On July 20th, 1969 my family and I were glued to the TV the entire day.  I believe it was just around 4:00 PM when we heard those famous words, "Houston, Tranquility Base here. The Eagle has landed."  Walter Cronkite and Wally Schirra were the commentators. I had watched them so much that they felt like part of the family. I remember Walter removing his glasses and uttering "Wow!" when those famous words were relayed, finally announcing that men had successfully landed on the lunar surface.

Fast forward to that evening.


After a sufficient amount of pleading. my parents let me stay up past my bedtime in order to watch the first live TV from the moon.  When Neil Armstrong pulled the cord that lowered the panel from the side of the LM, revealing the TV camera, we witnessed grainy, ghost like and upside down images from the moon. Someone at NASA quickly inverted the picture and we were able to clearly see the first human being take a fledgling step on celestial body that was not the Earth.  For the next couple of hours, we sat before the TV and we didn't go to sleep until Neil and Buzz had climbed back up into Eagle and had safely closed the hatch.

That was a wondrous time to be alive. To watch history being made - good history being made, is a wonderful thing.  The national will to explore space may have died somewhat with the conclusion of Project Apollo, but countless youngsters learned that it really IS possible to dream big dreams, and to do great and wondrous things.  All you have to do is have the will and ambition to get them done.

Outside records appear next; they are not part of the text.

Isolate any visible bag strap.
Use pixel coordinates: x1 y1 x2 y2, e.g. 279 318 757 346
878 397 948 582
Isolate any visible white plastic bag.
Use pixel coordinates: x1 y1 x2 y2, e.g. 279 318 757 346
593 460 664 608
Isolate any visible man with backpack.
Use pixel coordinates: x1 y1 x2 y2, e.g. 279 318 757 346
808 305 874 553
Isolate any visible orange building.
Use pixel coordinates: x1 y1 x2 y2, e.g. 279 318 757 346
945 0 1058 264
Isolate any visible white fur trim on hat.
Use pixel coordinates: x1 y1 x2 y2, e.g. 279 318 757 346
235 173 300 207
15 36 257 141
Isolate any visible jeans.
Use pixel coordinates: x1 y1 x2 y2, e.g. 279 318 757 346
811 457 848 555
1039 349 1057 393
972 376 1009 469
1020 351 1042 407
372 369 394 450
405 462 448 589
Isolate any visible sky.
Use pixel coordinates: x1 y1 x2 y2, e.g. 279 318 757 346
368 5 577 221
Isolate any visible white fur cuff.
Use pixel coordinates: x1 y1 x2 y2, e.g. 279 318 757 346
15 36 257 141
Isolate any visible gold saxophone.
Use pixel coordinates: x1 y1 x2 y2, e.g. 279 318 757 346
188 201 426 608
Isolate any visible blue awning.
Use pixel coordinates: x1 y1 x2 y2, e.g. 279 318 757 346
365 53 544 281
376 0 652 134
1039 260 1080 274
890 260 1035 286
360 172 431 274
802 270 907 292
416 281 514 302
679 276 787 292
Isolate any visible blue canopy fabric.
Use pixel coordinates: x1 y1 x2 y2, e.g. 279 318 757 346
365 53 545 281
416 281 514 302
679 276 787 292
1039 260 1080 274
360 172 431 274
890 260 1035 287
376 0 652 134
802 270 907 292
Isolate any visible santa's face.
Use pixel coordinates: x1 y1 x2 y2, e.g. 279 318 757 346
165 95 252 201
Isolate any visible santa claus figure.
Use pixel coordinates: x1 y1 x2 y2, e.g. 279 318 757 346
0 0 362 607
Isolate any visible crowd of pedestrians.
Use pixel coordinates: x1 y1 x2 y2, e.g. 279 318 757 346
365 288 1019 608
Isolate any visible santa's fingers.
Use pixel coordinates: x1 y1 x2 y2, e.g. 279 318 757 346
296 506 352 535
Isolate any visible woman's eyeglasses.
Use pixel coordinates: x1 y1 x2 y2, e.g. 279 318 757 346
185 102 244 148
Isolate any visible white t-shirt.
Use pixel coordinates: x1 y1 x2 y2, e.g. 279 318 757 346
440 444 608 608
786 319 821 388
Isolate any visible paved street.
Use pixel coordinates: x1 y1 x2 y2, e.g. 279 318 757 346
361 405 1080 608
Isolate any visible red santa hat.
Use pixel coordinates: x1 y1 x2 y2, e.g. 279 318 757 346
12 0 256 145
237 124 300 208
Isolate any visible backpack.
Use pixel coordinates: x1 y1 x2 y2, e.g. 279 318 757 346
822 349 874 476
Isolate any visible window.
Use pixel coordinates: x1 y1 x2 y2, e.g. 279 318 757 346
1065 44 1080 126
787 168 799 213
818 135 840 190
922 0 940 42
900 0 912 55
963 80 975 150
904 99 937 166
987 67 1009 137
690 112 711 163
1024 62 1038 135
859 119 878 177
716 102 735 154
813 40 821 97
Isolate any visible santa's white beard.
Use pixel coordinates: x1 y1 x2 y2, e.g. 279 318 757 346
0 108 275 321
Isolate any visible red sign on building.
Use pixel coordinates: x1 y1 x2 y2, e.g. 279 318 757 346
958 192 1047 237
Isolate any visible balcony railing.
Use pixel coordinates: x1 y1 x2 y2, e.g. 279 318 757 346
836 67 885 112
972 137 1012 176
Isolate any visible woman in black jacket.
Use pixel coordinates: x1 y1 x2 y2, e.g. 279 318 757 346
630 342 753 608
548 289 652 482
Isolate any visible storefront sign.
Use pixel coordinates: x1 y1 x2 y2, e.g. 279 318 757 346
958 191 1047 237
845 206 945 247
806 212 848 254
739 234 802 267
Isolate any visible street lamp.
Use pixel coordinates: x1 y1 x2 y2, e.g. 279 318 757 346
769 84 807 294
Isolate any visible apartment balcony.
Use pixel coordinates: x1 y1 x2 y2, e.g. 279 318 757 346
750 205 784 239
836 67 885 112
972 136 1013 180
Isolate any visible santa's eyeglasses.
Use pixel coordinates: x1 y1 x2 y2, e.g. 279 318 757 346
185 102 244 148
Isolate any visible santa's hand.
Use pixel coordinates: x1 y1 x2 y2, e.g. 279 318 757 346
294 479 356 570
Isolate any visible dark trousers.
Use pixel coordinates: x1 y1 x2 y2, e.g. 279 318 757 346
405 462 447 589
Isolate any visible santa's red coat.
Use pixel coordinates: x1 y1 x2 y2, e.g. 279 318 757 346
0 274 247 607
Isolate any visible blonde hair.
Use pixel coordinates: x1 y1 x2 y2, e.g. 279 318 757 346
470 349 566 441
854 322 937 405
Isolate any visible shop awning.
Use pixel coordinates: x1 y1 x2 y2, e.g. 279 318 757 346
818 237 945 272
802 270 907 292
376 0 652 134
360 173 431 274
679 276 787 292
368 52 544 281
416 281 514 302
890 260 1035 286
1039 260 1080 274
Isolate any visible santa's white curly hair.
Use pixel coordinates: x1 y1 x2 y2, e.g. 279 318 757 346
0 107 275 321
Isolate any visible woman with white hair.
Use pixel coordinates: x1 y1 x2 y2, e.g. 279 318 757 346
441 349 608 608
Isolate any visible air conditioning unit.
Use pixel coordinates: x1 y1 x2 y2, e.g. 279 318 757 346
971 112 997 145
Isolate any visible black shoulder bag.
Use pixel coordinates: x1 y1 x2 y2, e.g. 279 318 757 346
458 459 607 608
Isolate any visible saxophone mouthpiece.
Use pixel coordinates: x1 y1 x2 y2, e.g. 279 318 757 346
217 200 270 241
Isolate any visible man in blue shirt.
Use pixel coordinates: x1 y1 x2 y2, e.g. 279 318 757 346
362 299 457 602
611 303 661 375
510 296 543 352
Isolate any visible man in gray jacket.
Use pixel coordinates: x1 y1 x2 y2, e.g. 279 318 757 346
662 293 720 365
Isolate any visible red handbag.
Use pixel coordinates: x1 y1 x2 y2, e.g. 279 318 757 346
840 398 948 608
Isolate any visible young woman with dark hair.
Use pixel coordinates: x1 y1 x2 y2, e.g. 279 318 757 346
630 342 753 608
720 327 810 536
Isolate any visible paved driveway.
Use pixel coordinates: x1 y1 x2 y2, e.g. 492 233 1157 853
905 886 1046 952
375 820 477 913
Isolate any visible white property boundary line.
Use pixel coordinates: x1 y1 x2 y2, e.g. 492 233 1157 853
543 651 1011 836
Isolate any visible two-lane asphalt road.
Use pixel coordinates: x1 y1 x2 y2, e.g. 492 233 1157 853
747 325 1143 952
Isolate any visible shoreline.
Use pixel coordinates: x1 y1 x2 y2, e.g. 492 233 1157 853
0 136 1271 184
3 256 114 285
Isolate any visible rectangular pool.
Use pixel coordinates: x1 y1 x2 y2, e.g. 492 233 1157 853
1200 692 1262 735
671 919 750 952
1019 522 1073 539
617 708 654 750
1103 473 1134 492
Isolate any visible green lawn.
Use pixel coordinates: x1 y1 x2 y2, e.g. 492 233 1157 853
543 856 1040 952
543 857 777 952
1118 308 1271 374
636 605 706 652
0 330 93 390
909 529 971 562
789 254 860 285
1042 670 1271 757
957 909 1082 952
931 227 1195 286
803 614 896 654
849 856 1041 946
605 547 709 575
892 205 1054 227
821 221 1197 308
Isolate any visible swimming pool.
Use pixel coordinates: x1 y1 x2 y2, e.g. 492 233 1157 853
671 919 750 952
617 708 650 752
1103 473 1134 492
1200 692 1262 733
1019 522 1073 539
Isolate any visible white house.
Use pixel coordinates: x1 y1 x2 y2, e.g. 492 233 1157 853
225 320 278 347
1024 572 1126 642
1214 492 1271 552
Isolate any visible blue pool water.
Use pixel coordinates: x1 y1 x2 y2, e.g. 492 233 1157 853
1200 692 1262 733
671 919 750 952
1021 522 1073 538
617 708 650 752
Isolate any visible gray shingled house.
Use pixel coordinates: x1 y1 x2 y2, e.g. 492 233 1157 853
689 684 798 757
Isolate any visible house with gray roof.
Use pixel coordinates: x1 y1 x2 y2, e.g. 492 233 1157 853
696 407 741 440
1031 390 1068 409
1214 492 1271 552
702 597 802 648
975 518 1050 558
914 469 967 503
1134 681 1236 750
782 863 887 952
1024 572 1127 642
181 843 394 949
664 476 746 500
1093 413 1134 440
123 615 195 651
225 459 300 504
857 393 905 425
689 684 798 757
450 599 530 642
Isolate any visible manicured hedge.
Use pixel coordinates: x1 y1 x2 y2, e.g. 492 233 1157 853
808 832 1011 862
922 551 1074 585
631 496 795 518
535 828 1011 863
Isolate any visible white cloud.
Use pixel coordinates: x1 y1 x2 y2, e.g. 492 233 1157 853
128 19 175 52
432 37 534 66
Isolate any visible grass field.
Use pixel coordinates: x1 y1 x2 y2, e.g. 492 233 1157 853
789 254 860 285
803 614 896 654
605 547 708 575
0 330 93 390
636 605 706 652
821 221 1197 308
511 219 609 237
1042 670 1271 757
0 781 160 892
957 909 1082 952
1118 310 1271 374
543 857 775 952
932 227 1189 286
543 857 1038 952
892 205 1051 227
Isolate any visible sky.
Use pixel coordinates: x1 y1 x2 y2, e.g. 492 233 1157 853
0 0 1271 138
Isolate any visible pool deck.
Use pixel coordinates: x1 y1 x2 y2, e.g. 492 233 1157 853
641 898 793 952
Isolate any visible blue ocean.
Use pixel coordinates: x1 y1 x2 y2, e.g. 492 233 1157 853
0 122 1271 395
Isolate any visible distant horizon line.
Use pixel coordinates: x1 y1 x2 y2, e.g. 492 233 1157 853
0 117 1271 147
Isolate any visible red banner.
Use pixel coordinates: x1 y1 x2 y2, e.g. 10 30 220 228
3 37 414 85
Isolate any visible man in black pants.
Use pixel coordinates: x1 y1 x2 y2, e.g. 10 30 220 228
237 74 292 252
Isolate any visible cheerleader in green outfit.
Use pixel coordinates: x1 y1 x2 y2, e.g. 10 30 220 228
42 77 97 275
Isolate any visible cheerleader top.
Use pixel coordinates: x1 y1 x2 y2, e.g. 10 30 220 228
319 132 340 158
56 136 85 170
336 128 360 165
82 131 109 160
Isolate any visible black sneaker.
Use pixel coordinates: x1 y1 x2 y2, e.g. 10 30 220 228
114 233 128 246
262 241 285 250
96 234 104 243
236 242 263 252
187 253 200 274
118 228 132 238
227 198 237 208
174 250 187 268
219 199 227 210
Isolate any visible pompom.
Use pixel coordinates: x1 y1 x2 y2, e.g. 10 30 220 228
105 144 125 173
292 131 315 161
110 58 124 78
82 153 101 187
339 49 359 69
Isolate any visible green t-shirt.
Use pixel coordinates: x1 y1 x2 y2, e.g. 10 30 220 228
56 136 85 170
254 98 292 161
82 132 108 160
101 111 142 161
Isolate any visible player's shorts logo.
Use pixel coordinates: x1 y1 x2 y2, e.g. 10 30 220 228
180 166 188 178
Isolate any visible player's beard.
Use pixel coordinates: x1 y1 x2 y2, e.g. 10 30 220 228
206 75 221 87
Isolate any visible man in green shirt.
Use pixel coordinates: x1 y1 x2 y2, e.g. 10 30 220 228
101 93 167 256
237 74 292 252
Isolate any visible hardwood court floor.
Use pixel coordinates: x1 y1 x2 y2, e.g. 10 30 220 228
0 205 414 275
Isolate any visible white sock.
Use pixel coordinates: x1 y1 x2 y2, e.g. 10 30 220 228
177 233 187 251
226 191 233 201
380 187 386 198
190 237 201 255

Earlier this afternoon I worked WA3NAN , the Goddard Spaceflight Amateur Radio Club station in Greenbelt MD, on 40 Meters Sideband (I know, I know!), in order to work one of the few Apollo 11 Special Event Stations that was on the air this weekend. I tried working N4A and N4R in Alabama, but it seemed like neither 20 or 40 Meters were allowing my signal the hop it needed to get the job done.


72 de Larry W2LJ
QRP - When you care to send the very least!